On Friday, Heritage promoted on its website a video clip of Anderson speaking at a Stanford University event, where he was asked by an attendee why he, as a gay man, should not be able to file a joint tax return if he gets legally married in California.
Anderson responded that legally married same-sex couples should not have access to all the trappings of legal marriage, because while in some states they can “be issued a marriage license,” they “can’t actually get married” because marriage is inherently a union of a man and a woman.
This is basically a nullificationist argument against benefits for legally married same-sex couples. Like those who argue that gun laws or health care reform aren’t actually law because they violate their impression of what the Constitution says, Anderson is saying that even legal, state-sanctioned marriages don’t count because they violate his view of what marriage is, and therefore should not earn legal, state-sanctioned benefits.
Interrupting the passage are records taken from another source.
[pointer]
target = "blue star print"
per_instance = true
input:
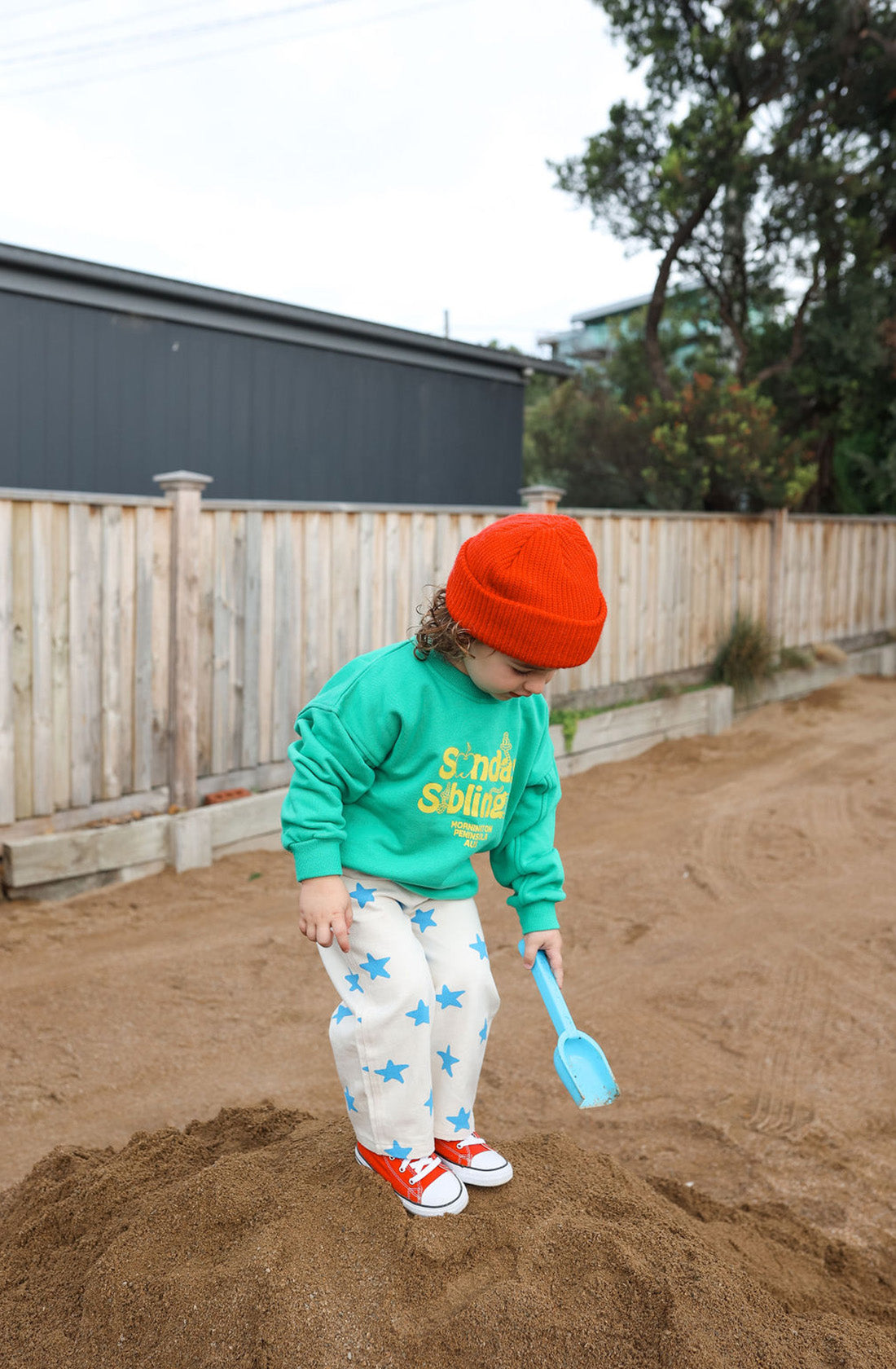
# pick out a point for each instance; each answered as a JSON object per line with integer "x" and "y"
{"x": 392, "y": 1071}
{"x": 479, "y": 946}
{"x": 420, "y": 1014}
{"x": 448, "y": 1061}
{"x": 450, "y": 997}
{"x": 376, "y": 968}
{"x": 362, "y": 896}
{"x": 461, "y": 1120}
Far from trying to brush over this nullificationist argument against marriage equality, Heritage is actively promoting the video to its followers.
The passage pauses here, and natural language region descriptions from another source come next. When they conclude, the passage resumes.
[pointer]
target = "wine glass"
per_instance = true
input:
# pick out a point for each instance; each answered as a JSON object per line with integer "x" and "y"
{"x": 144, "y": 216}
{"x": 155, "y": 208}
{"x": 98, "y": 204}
The full clip is four minutes long, but the fun really starts at about the 2:10 mark.
Anderson: The reason that you should not have the option of filing a joint tax return is that you can’t get married, given what marriage is.
Questioner: But I could in California, I can get married.
Anderson: You can be issued a marriage license in the state of California, but you can’t actually get married. And I’m sorry to say it that way, but given what marriage is, a union of sexually complementary…
Questioner: How is that not discrimination?
Anderson: And it’s not discrimination, because everyone is equally eligible for entering into the marital relationship, where you understand marriage as a union of sexually complementary spouses, a permanent, exclusive union of man and a woman, husband and wife, mother and father. If you’re not interested in entering into that sort of a union, you’re not being discriminated against.
What you’re asking us to do is to redefine marriage to include the adult relationship of your choice. And the adult relationship of your choice happens to be a same-sex couple. There are other adults who want to have marriage redefined to include the relationship of their choice, which may be the same-sex throuple or the opposite-sex quartet. So what I’m asking you in response is, what principle are you appealing to when you say this is discrimination to vindicate your rights but not their rights? Because it seems to me that your position ultimately leaves to simply the dissolvement of the marital union.
It’s not that you don’t have a right to get married, it’s that you aren’t seeking out marriage. Marriage is by nature a union of sexually complementary spouses, a union of man and woman, husband and wife, mother and father. And based on just what you’ve said about yourself, it doesn’t sound like you’re interested in forming that sort of a union. It sounds like you’re interested in forming a union with another man, and that’s not a marriage. So that’s why I don’t think the law should treat the relationship that you want to form as a marriage.